The Tower of Hanoi game relies on recursion to successfully simulate the directions. While the code isn't difficult to write, picturing and understanding the recursive calls may be more challenging. The recursive method written in Java is as follows:
  public static void hanoi(int disks, String source, String destination, String temp)
  {
      if(disks!=0)
      {
          hanoi(disks-1, source, temp, destination);
          System.out.println("Move disk " + disks + " from " + source + " to " + destination);
          hanoi(disks-1, temp, destination, source);
      }
  }
To start out with the simplest case of 3 discs, picture the following memory stacks, illustrated horizontally with the indentation of bullet points. Call the smallest piece at the top disk 1, and so forth. Currently, the discs are on the left tower. The ultimate destination is the right tower.
  • hanoi(3, left, right, middle) //from an outside main method
    • hanoi(2, left, middle, right)
      • hanoi(1, left, right, middle)
        • "Move disk 1 from left to right"
      • "Move disk 2 from left to middle"
      • hanoi(1, right,  middle, left)
        • "Move 1 disk from right to middle"
    • "Move disk 3 from left to right"
    • hanoi(2, middle, right, left)
      • hanoi(1, middle, left, right)
        • "Move disk 1 from middle to left"
      • "Move disk 2 from middle to right"
      • hanoi(1, left, right, middle)
        • "Move disk 1 from left to right"
Collecting the direction displays:
  • Move disk 1 from left to right
  • Move disk 2 from left to middle
  • Move 1 disk from right to middle
  • Move disk 3 from left to right
  • Move disk 1 from middle to left
  • Move disk 2 from middle to right
  • Move disk 1 from left to right
In general, while moving n disks from tower A to tower B (using tower C as temporary holder):
  • If n is even, begin by moving disk 1 from A first to C
  • If n is odd, begin by moving disk 1 from A first to B
Source:

Sunday, January 29, 2012

Power Function Method

To program the mathematical function b^e, where b and e are non-negative integers, a recursive method can be written and used.
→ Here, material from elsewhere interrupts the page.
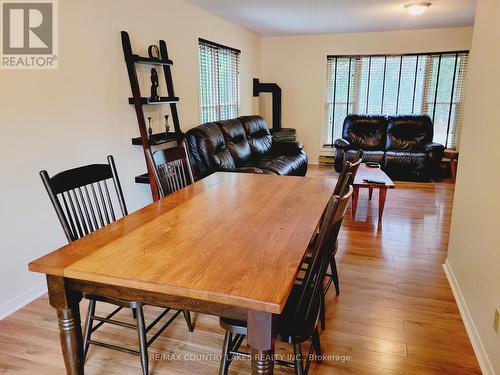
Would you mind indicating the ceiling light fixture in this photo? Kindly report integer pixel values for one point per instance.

Assume an existing method sqr(int a) that returns an integer, that is the square of int a.
  public static int exp(int b, int e)
  {
      if(e == 0)
          return 1;
      else if (e%2 == 0)
          return sqr(exp(b,e/2));
      else
          return b*exp(b,e-1);
  }
This program takes advantage of the property that (a^b)^c = a^(b*c). For example, 3^16 = (3^8)^2. Therefore, if the exponent e is even, the next call uses e/2 while the entire result is simply squared. The advantage then is that this program runs in O(log e) efficiency, rather than the O(e) efficiency, had the boolean test of e being even not been tested.

To illustrate the running of the program using memory stacks, illustrated up-side-down, here's a case of an even exponential. For example, to calculate 3^4, or running of exp(3,4):
  • return exp(3,4)
  • return sqr(exp(3,2))
  • return sqr(exp(3,1))
  • return 3*exp(3,0)
To see what each memory stack returns to the previous, follow each from the bottom of the list back up:
  • 3*exp(3,0) --> 3 --> exp(3,1)
  • sqr(exp(3,1)) --> 9 --> exp(3,2)
  • sqr(exp(3,2)) --> 81 --> exp(3,4)
  • return exp(3,4) //equals 81
Indeed,  3^4 = 81 as returned. Note that exp(3,3) was never called, since during exp(3,4), as 4 is an even integer, it directly halved the exponential called next, and moved onto exp(3,2). While a linear efficiency only would've meant an extra step in this scenario, the difference will be more pronounced when the exponential gets substantially bigger. Consider exp(3,80): instead of 81 calls, this logarithmically efficient method would only have to call exp(3,80), exp(3,40), exp(3,20), exp(3,10), exp(3,5), exp(3,4), exp(3,2), exp(3,1), exp(3,0) for a total of 9 calls.